何が発表されたか

OpenAIとBroadcomは、OpenAIにとって初の自社設計アクセラレータ「Jalapeño」を共同で公表しました。OpenAIが「Intelligence Processor」と呼ぶこのチップは、大規模言語モデル(LLM)の推論に特化した専用設計で、両社が複数世代にわたって共同開発するプラットフォームの第一弾と位置づけられています。お披露目の場では、Broadcom CEOのHock Tan氏とCharlie Kawwas社長が、最初のウェハーをOpenAIのSam Altman氏とGreg Brockman氏に手渡しました。

設計と分担

Jalapeñoは汎用GPUの改造ではなく、現代のLLM推論を前提にゼロから設計されたとされ、データ移動を抑えて理論上限に近い稼働率を狙うアーキテクチャを採るとされています。役割分担はOpenAIが設計、Broadcomが製造とTomahawkを含むネットワーキング、Celestica がボード・ラック・システム統合を担当する形です。設計開始からテープアウトまで9ヶ月という、OpenAIが「高性能半導体で過去最速級」と語る短期間で立ち上げ、自社モデルも設計工程の一部高速化に用いたといいます。

性能とまだ見えない部分

初期テストでは電力あたり性能が現行最先端ハードウェアより「substantially better(大幅に良い)」と自己申告されていますが、比較対象や条件は未公開で、技術レポートの公開待ちです。エンジニアリングサンプルは社内でML負荷を動かしており、現在はCerebrasハードウェア上で動く「GPT-5.3-Codex-Spark」もそこに載っています。初回展開は2026年後半、Microsoftほかパートナーと組んでギガワット級規模で予定され、Broadcomは初期フェーズ確保のためMicrosoftに40%引き取りを求めたと報じられています。

💼 事業会社視点:これは自社にどう効くか

自社チップ化は、計算コスト構造を握る側に回るというOpenAIの宣言です。これは日本の事業会社に二つの示唆を与えます。

第一に、SaaS・受託開発の経営者は「LLM単価の下げ余地」を前提に値付けを引き直すべきです。推論専用ASICがギガワット級で2026年後半に立ち上がれば、トークン単価はさらに下がります。ChatGPT API原価を固定として顧客に転嫁してきたSaaSは、24ヶ月先に値下げ圧力を浴びる前提で、付加価値の置き場(業務データ統合、UX、ガバナンス)を今のうちに移しておく必要があります。

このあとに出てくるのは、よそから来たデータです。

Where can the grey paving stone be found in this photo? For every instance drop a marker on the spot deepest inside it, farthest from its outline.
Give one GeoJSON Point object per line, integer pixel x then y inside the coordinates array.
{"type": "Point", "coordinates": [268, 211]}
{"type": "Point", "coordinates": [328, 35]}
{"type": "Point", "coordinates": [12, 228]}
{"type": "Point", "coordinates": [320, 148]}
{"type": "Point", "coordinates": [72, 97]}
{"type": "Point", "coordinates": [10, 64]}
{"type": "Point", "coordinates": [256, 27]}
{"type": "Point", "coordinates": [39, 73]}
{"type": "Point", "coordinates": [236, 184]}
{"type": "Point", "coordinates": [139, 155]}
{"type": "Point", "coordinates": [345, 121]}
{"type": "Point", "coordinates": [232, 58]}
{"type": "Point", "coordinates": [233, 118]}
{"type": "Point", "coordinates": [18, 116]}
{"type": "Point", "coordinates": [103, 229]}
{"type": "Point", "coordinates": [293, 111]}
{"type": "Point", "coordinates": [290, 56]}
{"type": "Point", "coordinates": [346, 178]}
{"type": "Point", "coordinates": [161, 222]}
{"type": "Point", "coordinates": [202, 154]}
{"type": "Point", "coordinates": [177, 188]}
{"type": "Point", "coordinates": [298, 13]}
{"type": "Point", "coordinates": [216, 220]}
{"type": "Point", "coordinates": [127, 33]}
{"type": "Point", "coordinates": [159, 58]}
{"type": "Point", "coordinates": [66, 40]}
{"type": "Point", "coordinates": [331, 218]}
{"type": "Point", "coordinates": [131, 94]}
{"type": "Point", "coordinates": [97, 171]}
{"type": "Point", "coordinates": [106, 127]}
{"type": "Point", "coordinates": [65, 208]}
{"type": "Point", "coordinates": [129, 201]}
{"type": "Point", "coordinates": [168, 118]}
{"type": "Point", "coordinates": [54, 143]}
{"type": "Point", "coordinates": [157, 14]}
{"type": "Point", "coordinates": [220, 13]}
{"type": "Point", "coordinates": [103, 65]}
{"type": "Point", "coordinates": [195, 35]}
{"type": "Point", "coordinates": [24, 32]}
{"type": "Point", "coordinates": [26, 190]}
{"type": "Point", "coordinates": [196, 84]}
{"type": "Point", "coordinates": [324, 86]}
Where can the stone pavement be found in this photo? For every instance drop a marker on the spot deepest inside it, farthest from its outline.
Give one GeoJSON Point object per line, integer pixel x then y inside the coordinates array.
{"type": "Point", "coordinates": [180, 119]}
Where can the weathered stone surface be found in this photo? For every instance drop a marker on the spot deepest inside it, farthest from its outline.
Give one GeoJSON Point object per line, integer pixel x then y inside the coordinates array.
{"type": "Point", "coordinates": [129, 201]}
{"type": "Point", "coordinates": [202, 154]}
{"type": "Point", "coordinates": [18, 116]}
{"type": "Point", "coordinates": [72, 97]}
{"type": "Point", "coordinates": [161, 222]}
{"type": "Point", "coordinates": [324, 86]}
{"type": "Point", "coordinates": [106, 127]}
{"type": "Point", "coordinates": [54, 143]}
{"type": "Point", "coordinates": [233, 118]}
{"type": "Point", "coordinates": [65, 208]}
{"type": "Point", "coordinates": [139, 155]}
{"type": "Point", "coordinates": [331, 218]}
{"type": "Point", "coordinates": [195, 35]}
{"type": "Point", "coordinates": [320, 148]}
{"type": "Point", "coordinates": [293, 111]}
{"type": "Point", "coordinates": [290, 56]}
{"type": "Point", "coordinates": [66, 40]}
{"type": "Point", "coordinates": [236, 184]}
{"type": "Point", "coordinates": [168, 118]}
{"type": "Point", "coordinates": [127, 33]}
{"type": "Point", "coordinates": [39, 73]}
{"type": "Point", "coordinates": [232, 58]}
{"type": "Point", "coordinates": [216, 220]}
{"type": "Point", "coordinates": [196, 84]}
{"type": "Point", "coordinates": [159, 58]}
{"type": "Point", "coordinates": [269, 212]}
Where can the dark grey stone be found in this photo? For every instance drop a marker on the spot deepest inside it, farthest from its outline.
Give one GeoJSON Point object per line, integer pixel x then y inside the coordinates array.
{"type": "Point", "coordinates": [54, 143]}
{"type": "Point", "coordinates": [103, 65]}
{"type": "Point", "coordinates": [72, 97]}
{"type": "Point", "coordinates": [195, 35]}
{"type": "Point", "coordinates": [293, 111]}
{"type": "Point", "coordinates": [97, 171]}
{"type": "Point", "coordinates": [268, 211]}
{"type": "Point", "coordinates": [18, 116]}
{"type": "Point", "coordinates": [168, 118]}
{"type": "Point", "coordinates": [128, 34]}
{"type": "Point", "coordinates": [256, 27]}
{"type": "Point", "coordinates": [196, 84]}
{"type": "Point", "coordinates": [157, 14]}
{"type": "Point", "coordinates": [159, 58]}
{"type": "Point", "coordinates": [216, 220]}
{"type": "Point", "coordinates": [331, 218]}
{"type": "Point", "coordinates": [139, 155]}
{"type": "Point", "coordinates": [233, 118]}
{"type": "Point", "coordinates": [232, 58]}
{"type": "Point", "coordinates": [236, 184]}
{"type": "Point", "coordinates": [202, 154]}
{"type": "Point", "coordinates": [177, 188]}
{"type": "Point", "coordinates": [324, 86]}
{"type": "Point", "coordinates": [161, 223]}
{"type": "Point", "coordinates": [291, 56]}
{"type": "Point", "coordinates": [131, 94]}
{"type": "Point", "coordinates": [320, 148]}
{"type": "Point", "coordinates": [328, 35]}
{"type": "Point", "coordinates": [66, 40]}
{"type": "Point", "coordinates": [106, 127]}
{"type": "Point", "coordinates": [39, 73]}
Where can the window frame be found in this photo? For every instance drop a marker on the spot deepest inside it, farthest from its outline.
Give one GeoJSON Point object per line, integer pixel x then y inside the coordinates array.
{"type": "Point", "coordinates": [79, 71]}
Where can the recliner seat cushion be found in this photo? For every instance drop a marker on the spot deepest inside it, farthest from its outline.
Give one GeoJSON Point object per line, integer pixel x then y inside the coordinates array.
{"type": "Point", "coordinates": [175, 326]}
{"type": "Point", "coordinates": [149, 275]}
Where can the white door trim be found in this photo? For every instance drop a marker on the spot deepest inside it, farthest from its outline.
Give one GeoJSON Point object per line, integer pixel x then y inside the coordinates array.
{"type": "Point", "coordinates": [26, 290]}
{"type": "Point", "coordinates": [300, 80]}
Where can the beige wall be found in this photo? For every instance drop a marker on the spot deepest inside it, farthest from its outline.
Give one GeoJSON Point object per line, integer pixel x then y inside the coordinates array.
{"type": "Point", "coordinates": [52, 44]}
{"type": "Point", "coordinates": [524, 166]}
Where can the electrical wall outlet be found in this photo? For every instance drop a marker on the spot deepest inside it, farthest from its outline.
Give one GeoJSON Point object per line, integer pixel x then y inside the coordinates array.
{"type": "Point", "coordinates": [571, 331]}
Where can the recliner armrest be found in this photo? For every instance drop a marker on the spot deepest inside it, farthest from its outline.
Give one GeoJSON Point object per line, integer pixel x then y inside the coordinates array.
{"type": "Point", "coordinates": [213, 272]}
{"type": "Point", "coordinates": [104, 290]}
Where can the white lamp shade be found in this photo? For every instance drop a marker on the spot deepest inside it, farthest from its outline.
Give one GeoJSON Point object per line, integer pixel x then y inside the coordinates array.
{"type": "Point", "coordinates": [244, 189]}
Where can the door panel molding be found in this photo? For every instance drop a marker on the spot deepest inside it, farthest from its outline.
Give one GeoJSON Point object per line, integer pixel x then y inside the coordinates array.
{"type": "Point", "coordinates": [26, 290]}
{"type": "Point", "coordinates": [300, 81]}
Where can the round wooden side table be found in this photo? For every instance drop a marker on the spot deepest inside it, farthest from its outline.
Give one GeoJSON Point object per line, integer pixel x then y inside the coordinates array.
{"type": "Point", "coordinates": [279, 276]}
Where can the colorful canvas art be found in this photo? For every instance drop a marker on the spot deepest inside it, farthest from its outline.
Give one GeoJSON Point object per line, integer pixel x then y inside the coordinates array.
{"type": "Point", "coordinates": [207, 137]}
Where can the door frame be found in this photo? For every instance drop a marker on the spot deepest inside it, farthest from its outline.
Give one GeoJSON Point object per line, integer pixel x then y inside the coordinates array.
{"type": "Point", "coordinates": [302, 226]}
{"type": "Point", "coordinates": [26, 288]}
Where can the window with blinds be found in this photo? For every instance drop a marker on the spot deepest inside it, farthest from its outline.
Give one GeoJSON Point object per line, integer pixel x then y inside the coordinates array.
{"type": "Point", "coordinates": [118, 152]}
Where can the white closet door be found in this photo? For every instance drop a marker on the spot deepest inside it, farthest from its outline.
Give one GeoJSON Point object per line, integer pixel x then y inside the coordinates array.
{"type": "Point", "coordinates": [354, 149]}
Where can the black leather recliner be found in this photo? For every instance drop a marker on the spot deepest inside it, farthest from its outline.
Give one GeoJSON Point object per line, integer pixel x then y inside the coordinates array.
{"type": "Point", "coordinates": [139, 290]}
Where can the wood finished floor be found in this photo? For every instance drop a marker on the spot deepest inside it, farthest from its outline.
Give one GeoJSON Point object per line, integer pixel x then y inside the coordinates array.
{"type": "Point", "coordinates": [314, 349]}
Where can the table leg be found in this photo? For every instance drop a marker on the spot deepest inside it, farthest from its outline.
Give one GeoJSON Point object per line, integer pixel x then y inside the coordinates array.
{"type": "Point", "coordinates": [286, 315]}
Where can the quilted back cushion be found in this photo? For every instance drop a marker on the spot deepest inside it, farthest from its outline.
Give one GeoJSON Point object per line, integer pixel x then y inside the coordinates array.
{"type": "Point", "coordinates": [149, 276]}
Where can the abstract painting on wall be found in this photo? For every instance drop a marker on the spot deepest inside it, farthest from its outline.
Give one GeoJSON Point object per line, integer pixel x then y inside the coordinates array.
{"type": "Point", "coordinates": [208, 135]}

第二に、EC・コンシューマ系の事業責任者にとっては「推論を惜しまない設計」が現実解になります。1リクエストあたり複数回モデルを呼ぶエージェント型UXは、これまでコストで現場が止めていましたが、原価が下がる時間軸が見えた以上、PoCを止めずに走らせる判断が合理的です。逆に、自社GPU調達やオンプレ推論基盤への大型投資は、Jalapeño世代の経済性が見える2027年初頭まで意思決定を遅らせる選択肢も検討に値します。